Olieverf / Doek: 46 x 38 cm
Ondanks dat Appel zich gedurende zijn lange carrière altijd is blijven ontwikkelen bleef de beeldtaal die hij de de Cobra-periode ontwikkelde altijd herkenbaar. Deze ‘Personage’ is een typisch Cobra-wezen, opgebouwd uit vlakken van heldere kleuren, omsloten door stevige contourlijnen. De vlakken zijn ingevuld met heldere, veelal ongemengde kleuren, de figuur komt naar voren tegen een achtergrond die is opgebouwd uit penseelstreken in grijs, beige en lichtgroen. De twee grote ogen staren de toeschouwer intens aan. Het wezen heeft iets cartoonesks. Het schilderij is gemaakt in een explosie van creativiteit, een explosie van opgebouwde spanning, waar Appel als action-painter in de jaren ‘50 beroemd en berucht mee was geworden. Het herinnert het aan de vragende kinderen die Appel kort na de oorlog schilderde. Dit bekendste onderwerp uit Appels oeuvre komt voort uit een ervaring die hij kort na de oorlog had. Toen hij op weg naar Denemarken met de trein door het door de oorlog compleet verwoeste Duitsland kwam, maakten de groepjes hongerige, om voedsel bedelende kinderen op de stations een verpletterende indruk. Het onderwerp liet hem lange tijd niet los. Toen hij in 1949 een muurschildering met Vragende kinderen had gemaakt in de kantine van het Amsterdamse stadhuis, weigerden de ambtenaren eronder te eten. De schildering werd vervolgens jarenlang bedekt. Appel, en de andere kunstenaars van Cobra, zochten naar oorspronkelijke vormen van creativiteit, die zij vonden in kindertekeningen, Afrikaanse kunst, het surrealisme en de kunst van outsiders. Appel vond al snel dat hij al die invloeden voldoende had verwerkt. “Ik maak nu een krachtig primitief werk, krachtiger dan negerkunst en Picasso. Ik ben er doorheen gestoten door de muur van Abstract, surrealisme enz. Mijn werk houdt alles in”, schreef hij in 1947. Niet iedereen was daarvan overtuigd: Nederlandse kranten spraken van geknoei, gekladder en verlakkerij.

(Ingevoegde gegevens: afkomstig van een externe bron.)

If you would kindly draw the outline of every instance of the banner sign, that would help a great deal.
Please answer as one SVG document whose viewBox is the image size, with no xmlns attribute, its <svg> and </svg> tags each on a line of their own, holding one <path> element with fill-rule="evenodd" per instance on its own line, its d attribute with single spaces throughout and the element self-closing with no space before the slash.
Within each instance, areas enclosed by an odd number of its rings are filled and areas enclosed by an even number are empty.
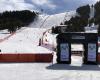
<svg viewBox="0 0 100 80">
<path fill-rule="evenodd" d="M 60 44 L 60 60 L 69 61 L 69 45 L 67 43 Z"/>
<path fill-rule="evenodd" d="M 96 61 L 96 44 L 88 44 L 88 61 Z"/>
<path fill-rule="evenodd" d="M 72 39 L 85 39 L 85 36 L 77 36 L 77 35 L 73 35 Z"/>
</svg>

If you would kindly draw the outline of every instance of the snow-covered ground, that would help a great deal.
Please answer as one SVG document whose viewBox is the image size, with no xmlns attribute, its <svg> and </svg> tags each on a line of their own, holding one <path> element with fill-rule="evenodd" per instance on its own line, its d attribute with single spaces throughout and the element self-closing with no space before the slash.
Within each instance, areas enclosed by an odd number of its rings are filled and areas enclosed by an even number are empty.
<svg viewBox="0 0 100 80">
<path fill-rule="evenodd" d="M 78 63 L 1 63 L 0 80 L 100 80 L 99 65 Z M 78 60 L 76 60 L 78 59 Z"/>
<path fill-rule="evenodd" d="M 4 39 L 5 37 L 9 36 L 9 32 L 7 30 L 0 30 L 0 39 Z"/>
<path fill-rule="evenodd" d="M 0 43 L 1 53 L 50 53 L 46 48 L 38 46 L 39 38 L 46 29 L 26 28 L 18 31 L 8 40 Z"/>
<path fill-rule="evenodd" d="M 13 36 L 0 43 L 1 53 L 51 53 L 44 46 L 38 46 L 43 33 L 52 26 L 69 20 L 75 12 L 56 15 L 40 15 L 28 28 L 18 30 Z M 41 28 L 40 28 L 41 27 Z M 2 34 L 3 33 L 3 34 Z M 5 33 L 5 34 L 4 34 Z M 0 31 L 0 38 L 9 34 Z M 56 35 L 46 33 L 43 42 L 56 44 Z M 72 45 L 72 49 L 82 50 L 82 45 Z M 56 55 L 52 63 L 0 63 L 0 80 L 100 80 L 99 65 L 82 65 L 82 57 L 72 56 L 72 64 L 56 64 Z M 80 65 L 81 64 L 81 65 Z"/>
</svg>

De ophef was groot toen Appel in een interview zei: “Ik rotzooi maar een beetje an. Ik leg het er tegenwoordig flink dik op, ik smijt de verf er met kwasten en plamuurmessen en blote handen tegenaan, ik gooi d'r soms hele potten tegelijk op.” De tentoonstelling van Cobra in het Stedelijk Museum in Amsterdam werd een publiek schandaal. Teleurgesteld door alle negativiteit in Nederland vertrok Appel naar Parijs, waar hij al snel internationaal zou doorbreken.
Het verhaal van Karel Appel, de eigenzinnige kapperszoon, de Amsterdamse volksjongen die het schopte tot wereldberoemd schilder met huizen en ateliers in Parijs, New York en Italië sprak bij velen tot de verbeelding en maakten hem geliefd bij een groot publiek. Ook zijn optredens in de pers en op de televisie waar hij zijn imago als ‘schilderende barbaar’ zorgvuldig koesterde droegen daaraan bij. De Nederlandse critici bleven echter nogal zuinig met de lof die hem in het buitenland wel overspoelde. In de jaren dat hij dit werk schilderde had Appel een moeilijke periode. Het kunstklimaat was niet gunstig voor zijn spontane expressionisme. Na de pop-art waren minimal art en conceptuele kunst in de mode gekomen, stromingen die ver van hem af stonden. De vrolijk kleuren van dit schilderij, de heldere compositie en de stripfiguur-achtige uitstraling verraden dat Appel toch met zijn tijd meeging. Het schilderij is op-en-top Appel, maar heeft wel iets van de sfeer van de pop-art meegekregen. Geen abstract expressionisme, maar een vitaal cartoon-karaktertje. Appel bleef in zijn kunst altijd zichzelf. Hij was niet politiek of intellectueel. Creativiteit stond centraal en dat maakt hem tijdloos. Zijn werk bewijst dat onbekommerde creativiteit en het verlangen naar de verloren onschuld van de kindertekening altijd actueel blijven.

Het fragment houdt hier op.